Time is one of the most complex things to understand. It is fairly simple to understand it intellectually, but to see the meaning of it, to understand the nature of time, the significance of time, the depth of time, we must not only understand chronological time by the watch in our pocket or on our wrist, but also we must understand and observe the psychological thing which creates time as yesterday, today and tomorrow. Time is a movement, a total thing, and if we break it up into yesterday, today and tomorrow we are caught in the bondage of time. Then we develop theories of gradualism, or of immediacy, the ‘now’. There is the gradual theory, that gradually human beings will become more benevolent, more kind, more this and more that. We see the utter hopelessness of dependence upon a future life, the future being the tomorrow, upon the gain that will take place in a few months, years or centuries. That again is a fragmentation of time. In all that we are caught, and therefore we do not understand the extraordinary movement of time without fragmentation. There is actually only time by the watch and no other time. That train goes by precisely at this time every day, and if you would catch it you must be at the station at the time it leaves. Otherwise you will miss it. Chronological time has to be observed exactly. The observation of time by the watch is not a contradiction, is not a fragmentation of that other time.
Time which is not of the watch is invented by memory, by experience or by the centre that says, “I will be something”. There is the question of death and its postponement by avoiding it, pushing it away. Thought makes for the fragmentation of time which, except chronological time, does not actually exist. We do not understand that extraordinary movement of time in which there is no fragmentation, because we are always thinking of what I was, what I am and what I will be. All that is the fragmentation of psychological time, and you cannot do anything about it, except listen. You cannot say, “I will get rid of time and live in the present because it is only the present that matters”. Actually, what does ‘the present’ mean? The present is only the result of the past, but there is an actual present if there is no fragmentation of time. I hope you see the beauty of this.

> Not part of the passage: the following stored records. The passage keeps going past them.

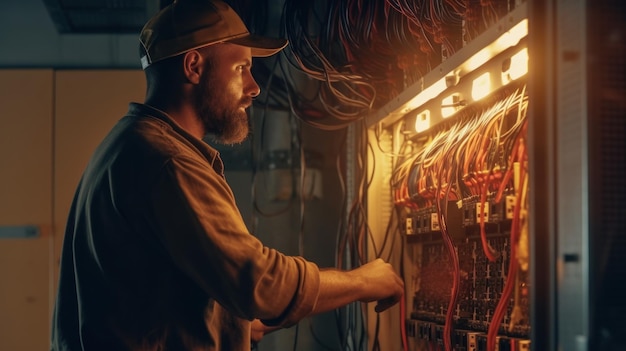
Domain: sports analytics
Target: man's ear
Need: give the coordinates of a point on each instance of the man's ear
(192, 66)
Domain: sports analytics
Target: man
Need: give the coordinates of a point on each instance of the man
(156, 255)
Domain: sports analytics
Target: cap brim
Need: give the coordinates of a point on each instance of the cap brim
(261, 46)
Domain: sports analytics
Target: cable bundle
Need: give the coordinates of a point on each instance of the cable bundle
(479, 158)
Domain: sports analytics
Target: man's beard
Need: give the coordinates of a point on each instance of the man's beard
(223, 120)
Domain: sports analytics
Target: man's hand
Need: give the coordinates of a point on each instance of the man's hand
(373, 281)
(382, 284)
(258, 330)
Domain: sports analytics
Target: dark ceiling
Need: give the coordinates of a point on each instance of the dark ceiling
(101, 16)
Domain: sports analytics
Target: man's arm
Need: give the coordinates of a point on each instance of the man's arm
(374, 281)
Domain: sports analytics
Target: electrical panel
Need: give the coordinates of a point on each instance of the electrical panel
(456, 169)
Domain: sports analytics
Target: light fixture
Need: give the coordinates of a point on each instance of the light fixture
(450, 104)
(481, 86)
(515, 67)
(422, 121)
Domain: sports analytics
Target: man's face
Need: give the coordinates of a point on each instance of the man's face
(225, 91)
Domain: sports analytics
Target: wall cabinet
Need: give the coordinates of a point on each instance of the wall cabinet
(50, 122)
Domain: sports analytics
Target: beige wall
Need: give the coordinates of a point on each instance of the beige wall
(50, 122)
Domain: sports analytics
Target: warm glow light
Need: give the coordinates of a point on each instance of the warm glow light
(481, 86)
(505, 41)
(422, 121)
(513, 36)
(450, 105)
(519, 64)
(479, 59)
(427, 94)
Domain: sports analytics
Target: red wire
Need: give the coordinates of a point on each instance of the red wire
(405, 345)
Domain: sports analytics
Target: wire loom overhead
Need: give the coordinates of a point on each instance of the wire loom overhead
(361, 54)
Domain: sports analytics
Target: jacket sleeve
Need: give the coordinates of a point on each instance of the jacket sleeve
(201, 228)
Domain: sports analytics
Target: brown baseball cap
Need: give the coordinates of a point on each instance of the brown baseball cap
(190, 24)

Time for us becomes of enormous importance, not chronological time, not going to the office every day, taking the train, the bus, keeping an appointment. All that is very trivial. We have to do it, but what is important is psychological time, which we break up into yesterday, today and tomorrow. We are always living in the past. ‘Now’ is the past, because the ‘now’ is the continuation of memory, the recognition of what has been, which cannot be altered, and what is going on at the present time. Either we live in the memory of youth, in the remembrance of things that have been, or we live in the image of tomorrow. We live lives of gradual decay, of gradual withering. With the coming on of senility, the brain cells become weaker and weaker, lose all their energy, vitality and force. Therein lies the great sorrow. As we grow older, memory disappears and we become senile, which is the repetition of what has been. That is how we are living. Though we are very active, we are senile. In the present, in the moment of action we are always living in the past, with its influence, its pressures, its strain, its vitality. All the knowledge which we have acquired and stored up through enormous struggle, through time, is knowledge of the past. Knowledge can never be of the present. From that past knowledge we act, and that action is what we call ‘the present’. That action is always engendering decay.

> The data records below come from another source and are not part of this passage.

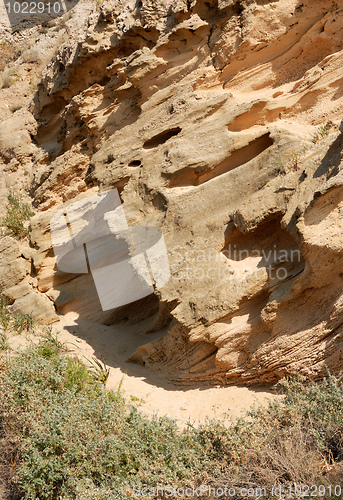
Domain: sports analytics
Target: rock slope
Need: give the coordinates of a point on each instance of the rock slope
(217, 121)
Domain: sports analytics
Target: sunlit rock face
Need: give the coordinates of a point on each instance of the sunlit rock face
(203, 115)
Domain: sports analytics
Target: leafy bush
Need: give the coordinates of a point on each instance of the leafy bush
(70, 438)
(322, 132)
(18, 212)
(4, 313)
(9, 51)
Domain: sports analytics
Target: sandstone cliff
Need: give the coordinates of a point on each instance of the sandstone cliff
(218, 123)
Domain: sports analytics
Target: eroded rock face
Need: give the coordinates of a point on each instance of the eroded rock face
(201, 114)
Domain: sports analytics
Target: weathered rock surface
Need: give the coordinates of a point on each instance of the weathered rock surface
(202, 114)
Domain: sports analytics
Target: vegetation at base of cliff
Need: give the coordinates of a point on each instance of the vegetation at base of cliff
(17, 322)
(65, 436)
(18, 212)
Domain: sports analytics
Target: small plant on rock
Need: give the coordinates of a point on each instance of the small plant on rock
(4, 313)
(321, 132)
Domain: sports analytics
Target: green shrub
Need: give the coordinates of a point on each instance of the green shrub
(3, 341)
(23, 322)
(321, 132)
(76, 440)
(4, 313)
(18, 212)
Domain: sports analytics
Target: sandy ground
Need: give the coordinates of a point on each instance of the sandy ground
(115, 344)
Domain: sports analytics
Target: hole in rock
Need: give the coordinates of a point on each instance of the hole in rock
(161, 138)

We are acting in the image, in the symbol, in the idea of the past; and that is the fragmentation of life. We invent philosophies, theories of the present; we live only in the present and make the best of it. Nothing else matters. Such living in the present is a despair, because time which has been divided into the past, the present and the future only brings about despair. Knowing despair, we say, “It doesn’t matter; let’s try and live in the now, in the present, because everything is meaningless. All action, all life, all existence, all relationship, everything must end in the division of time and therefore in despair, in decay, in trouble”. Please do listen, because we can’t do anything about it. That is the beauty of what will take place if we do nothing but listen. This doesn’t mean that we are going to accept what is being said; there is neither acceptance nor denial. It is stupid for anyone to say, “I am living in the present”. It doesn’t mean a thing. It is equally stupid to say, “I deny the past”. We can deny the past, but we are the result of the past. Our whole functioning is from the past. Our beliefs, our dogmas, our symbols, the particular line we are trying to follow, whatever it is, is still the result of the past, which is time. We have broken up time into the past, the present and the future. This naturally breeds fear, fear of life which is not of time, and the movement of time which is not broken up into yesterday, today and tomorrow. That movement of time can be perceived totally only when there is no fragmentation, when there is no centre from which we look at life.